Neue SFV-Regel: Disziplinarstrafen bleiben künftig intern

Referee in black shorts with neon trim holding an orange card during a soccer match, with a blue-player nearby.

Mit Beginn der Saison 2026/27 tritt im Schweizer Amateurfussball eine bedeutende Änderung in Kraft: Sperren, Funktionsverbote und weitere Disziplinarstrafen können nicht mehr öffentlich eingesehen werden. Der Schweizerische Fussballverband (SFV) hat seine Praxis per 1. Juli angepasst und beschränkt den Zugang zu diesen Informationen künftig auf die zuständigen Vereinsfunktionäre im geschützten Bereich von Clubcorner.
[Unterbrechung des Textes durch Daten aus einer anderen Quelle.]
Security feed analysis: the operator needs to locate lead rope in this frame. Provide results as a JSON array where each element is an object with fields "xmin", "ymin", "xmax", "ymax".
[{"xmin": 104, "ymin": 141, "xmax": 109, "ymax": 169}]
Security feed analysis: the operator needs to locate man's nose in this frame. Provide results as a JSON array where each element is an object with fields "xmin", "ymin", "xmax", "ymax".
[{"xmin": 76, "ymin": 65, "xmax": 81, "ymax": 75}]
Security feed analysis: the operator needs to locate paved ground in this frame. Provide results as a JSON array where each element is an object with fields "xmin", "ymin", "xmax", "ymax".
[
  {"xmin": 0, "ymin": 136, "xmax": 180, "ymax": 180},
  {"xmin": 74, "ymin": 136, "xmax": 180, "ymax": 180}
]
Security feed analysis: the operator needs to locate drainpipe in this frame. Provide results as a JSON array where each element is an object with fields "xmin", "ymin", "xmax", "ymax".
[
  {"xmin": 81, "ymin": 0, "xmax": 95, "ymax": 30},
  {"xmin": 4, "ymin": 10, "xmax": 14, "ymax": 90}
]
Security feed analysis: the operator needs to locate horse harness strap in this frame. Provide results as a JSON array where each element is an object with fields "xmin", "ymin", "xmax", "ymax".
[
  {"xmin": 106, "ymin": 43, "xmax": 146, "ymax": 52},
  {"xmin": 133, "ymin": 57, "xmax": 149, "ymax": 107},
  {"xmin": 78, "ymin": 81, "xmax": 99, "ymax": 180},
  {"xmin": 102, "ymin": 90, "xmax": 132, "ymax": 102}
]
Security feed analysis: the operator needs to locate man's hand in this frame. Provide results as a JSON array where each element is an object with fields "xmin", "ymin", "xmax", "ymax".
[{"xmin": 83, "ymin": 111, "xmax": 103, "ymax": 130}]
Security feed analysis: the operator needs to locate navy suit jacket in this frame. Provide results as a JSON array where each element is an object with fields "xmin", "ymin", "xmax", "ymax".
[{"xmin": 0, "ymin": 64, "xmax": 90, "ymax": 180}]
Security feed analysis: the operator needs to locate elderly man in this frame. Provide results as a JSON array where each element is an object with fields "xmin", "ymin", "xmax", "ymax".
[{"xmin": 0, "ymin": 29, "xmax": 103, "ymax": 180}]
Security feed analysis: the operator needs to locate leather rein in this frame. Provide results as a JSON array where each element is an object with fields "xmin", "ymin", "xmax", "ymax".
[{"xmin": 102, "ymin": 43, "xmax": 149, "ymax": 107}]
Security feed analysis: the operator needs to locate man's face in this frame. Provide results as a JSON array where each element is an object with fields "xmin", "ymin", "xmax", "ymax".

Bis anhin konnten Interessierte auf den Plattformen der Regionalverbände nachvollziehen, welche Spieler oder Funktionäre aktuell gesperrt sind und wie lange die Sanktionen dauern. Diese Transparenz fällt nun weg. Die entsprechenden Informationen stehen ausschliesslich den direkt beteiligten Vereinen zur Verfügung.

Hintergrund der Änderung sind datenschutzrechtliche Überlegungen sowie der Schutz der Persönlichkeitsrechte der betroffenen Personen. Der SFV begründet den Schritt damit, dass in den vergangenen Jahren die Anforderungen an den Umgang mit personenbezogenen Daten deutlich gestiegen seien. Zudem hätten entsprechende Anliegen aus dem Breitenfussball zugenommen.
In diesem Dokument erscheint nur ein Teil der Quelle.